What were you doing during the blizzard of 2009? Many people will have stories to tell in the years to come. I have a story of the blizzard of 1996 that brought us 30.7 inches of snow. I was stranded in a hotel in Philadelphia where I had gone for a chiropractic seminar. The highways and the airport were closed and no one could leave the city. The hotel had no restaurant so my fellow classmates and I had to venture out on foot and try to find some place that would sell us something to eat. We found a convenience store with a line of people wrapped around the building. But we bought food and then stuffed the containers in the snow below our window at the hotel so nothing would spoil and we could later heat our meals in the one microwave in the lobby.
This blizzard was mild by comparison, but I hope we will all remember it with a smile and with gratitude for a special weekend. The four of us were home together, gladly stranded and unable to go anywhere. Fortunately, we had no obligations like many others did, so we watched the storm arrive with an increasingly dense, dark gray sky as the light snow began and then quickly turned to a furious, relentless storm.
The girls couldn't wait to go outside and were delighted when the lawn was quickly blanketed in white. Fred and I did a quick shoveling after a few inches of snow accumulated, then retreated indoors for snacks, hot drinks, and movies by the fire. Is there anything better? At dusk we decided to shovel again even though the storm was still blasting through the area. I pushed all the snow from our wooden deck and then started on the driveway. Fred said to leave it be, that he would get out the snow blower in the morning. But I didn't want to quit. I felt like I could shovel forever. The falling snow was beautiful, magical somehow. The outdoor Christmas lights switched on and cast a colorful glow on our yard. I walked up the road in front of the house for a picture and then called the girls to come and see. Liana spent most of her time digging a big hole in the mound we had shoveled and then sat in it for quite awhile, transfixed by her own imaginary world. Arielle piled high a huge mountain of snow to make a fort. No one wanted to come inside.

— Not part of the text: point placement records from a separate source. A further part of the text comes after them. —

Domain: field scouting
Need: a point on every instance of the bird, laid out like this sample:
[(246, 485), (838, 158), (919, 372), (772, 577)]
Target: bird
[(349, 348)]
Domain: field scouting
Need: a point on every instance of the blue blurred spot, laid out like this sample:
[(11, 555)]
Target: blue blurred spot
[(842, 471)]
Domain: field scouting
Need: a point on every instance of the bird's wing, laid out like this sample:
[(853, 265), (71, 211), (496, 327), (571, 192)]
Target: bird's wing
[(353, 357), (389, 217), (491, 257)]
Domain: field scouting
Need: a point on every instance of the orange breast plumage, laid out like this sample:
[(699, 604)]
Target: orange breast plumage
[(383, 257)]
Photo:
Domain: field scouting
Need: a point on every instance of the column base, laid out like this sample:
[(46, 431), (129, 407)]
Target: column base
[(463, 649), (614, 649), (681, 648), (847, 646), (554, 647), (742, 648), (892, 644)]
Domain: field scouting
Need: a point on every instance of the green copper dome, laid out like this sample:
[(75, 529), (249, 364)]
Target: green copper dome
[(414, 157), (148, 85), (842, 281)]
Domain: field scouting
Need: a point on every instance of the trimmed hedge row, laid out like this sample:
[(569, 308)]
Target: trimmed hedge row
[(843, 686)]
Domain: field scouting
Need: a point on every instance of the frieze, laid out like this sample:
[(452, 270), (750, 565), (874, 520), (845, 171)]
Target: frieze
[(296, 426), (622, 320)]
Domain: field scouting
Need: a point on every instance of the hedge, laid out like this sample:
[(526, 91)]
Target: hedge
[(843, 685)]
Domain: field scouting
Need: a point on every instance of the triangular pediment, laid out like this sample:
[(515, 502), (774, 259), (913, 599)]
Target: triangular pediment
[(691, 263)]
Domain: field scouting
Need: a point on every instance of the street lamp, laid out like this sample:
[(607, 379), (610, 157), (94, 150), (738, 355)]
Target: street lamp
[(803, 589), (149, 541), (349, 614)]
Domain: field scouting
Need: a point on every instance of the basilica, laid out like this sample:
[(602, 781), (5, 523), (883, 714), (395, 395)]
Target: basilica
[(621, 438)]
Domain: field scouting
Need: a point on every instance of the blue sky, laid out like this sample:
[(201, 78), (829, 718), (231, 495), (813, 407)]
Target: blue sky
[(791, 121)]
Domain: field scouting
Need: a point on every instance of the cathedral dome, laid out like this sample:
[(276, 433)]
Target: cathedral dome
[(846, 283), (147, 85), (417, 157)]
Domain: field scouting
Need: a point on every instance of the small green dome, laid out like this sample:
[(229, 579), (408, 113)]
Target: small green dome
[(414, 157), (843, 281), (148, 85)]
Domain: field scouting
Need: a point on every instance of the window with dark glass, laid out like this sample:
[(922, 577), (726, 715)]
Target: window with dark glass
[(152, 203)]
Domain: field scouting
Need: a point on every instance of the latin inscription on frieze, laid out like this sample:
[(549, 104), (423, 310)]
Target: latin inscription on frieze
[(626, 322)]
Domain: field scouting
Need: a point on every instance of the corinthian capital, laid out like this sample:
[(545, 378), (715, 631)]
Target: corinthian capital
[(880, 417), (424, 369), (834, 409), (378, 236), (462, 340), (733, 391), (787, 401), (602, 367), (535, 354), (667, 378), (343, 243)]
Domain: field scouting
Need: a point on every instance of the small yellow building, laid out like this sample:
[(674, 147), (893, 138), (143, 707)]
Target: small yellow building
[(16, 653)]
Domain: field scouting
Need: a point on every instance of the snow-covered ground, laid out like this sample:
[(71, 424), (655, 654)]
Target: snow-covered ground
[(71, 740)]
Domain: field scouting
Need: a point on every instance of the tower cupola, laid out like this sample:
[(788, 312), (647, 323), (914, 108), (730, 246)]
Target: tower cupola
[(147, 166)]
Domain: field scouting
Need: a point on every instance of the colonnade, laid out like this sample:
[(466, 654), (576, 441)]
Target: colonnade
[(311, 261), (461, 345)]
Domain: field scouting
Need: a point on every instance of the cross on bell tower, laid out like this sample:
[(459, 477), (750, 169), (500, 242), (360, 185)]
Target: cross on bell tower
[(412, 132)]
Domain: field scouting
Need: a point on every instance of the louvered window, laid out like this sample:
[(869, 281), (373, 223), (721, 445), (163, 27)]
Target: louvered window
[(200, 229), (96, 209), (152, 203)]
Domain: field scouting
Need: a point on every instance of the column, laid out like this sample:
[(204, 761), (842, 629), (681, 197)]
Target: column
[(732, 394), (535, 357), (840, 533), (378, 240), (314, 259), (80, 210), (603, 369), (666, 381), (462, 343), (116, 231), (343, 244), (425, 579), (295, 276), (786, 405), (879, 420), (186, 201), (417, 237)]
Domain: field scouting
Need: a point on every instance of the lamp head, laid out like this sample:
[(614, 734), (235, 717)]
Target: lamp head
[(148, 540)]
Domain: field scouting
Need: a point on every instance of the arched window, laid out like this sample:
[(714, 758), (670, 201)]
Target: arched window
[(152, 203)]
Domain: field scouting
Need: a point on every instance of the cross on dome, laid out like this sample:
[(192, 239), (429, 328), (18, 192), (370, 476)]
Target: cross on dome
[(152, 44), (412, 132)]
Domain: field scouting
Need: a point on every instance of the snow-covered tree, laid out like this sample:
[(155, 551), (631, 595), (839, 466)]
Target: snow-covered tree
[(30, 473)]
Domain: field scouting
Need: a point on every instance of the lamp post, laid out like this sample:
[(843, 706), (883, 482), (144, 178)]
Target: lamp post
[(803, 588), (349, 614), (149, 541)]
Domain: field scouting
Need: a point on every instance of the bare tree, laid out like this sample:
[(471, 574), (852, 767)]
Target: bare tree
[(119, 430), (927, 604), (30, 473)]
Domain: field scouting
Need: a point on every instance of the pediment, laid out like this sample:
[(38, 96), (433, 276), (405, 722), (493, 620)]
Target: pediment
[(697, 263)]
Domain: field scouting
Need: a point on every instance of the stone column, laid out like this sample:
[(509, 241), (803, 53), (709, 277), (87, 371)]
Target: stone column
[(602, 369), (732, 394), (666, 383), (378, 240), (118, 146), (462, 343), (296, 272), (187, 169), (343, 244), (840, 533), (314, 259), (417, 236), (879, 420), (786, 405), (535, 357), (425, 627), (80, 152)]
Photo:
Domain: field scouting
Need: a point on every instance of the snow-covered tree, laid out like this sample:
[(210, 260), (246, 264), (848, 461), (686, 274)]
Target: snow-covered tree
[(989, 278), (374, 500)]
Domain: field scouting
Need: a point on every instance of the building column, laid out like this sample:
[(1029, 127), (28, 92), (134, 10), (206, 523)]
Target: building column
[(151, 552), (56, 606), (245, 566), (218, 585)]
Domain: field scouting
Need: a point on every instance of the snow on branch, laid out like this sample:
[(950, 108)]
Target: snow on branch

Sometime in the middle of the night the Nor'easter left us to head further north. More shoveling awaited us. In the bright, cold sunshine we cleared at least another six inches. This time, our work was more drudgery than fantasy. The girls bickered and threw snowballs at each other. Fred and I just wanted to get done. The magic was gone. But I will always remember the snowfalll that evening when we were caught up in a winter wonderland.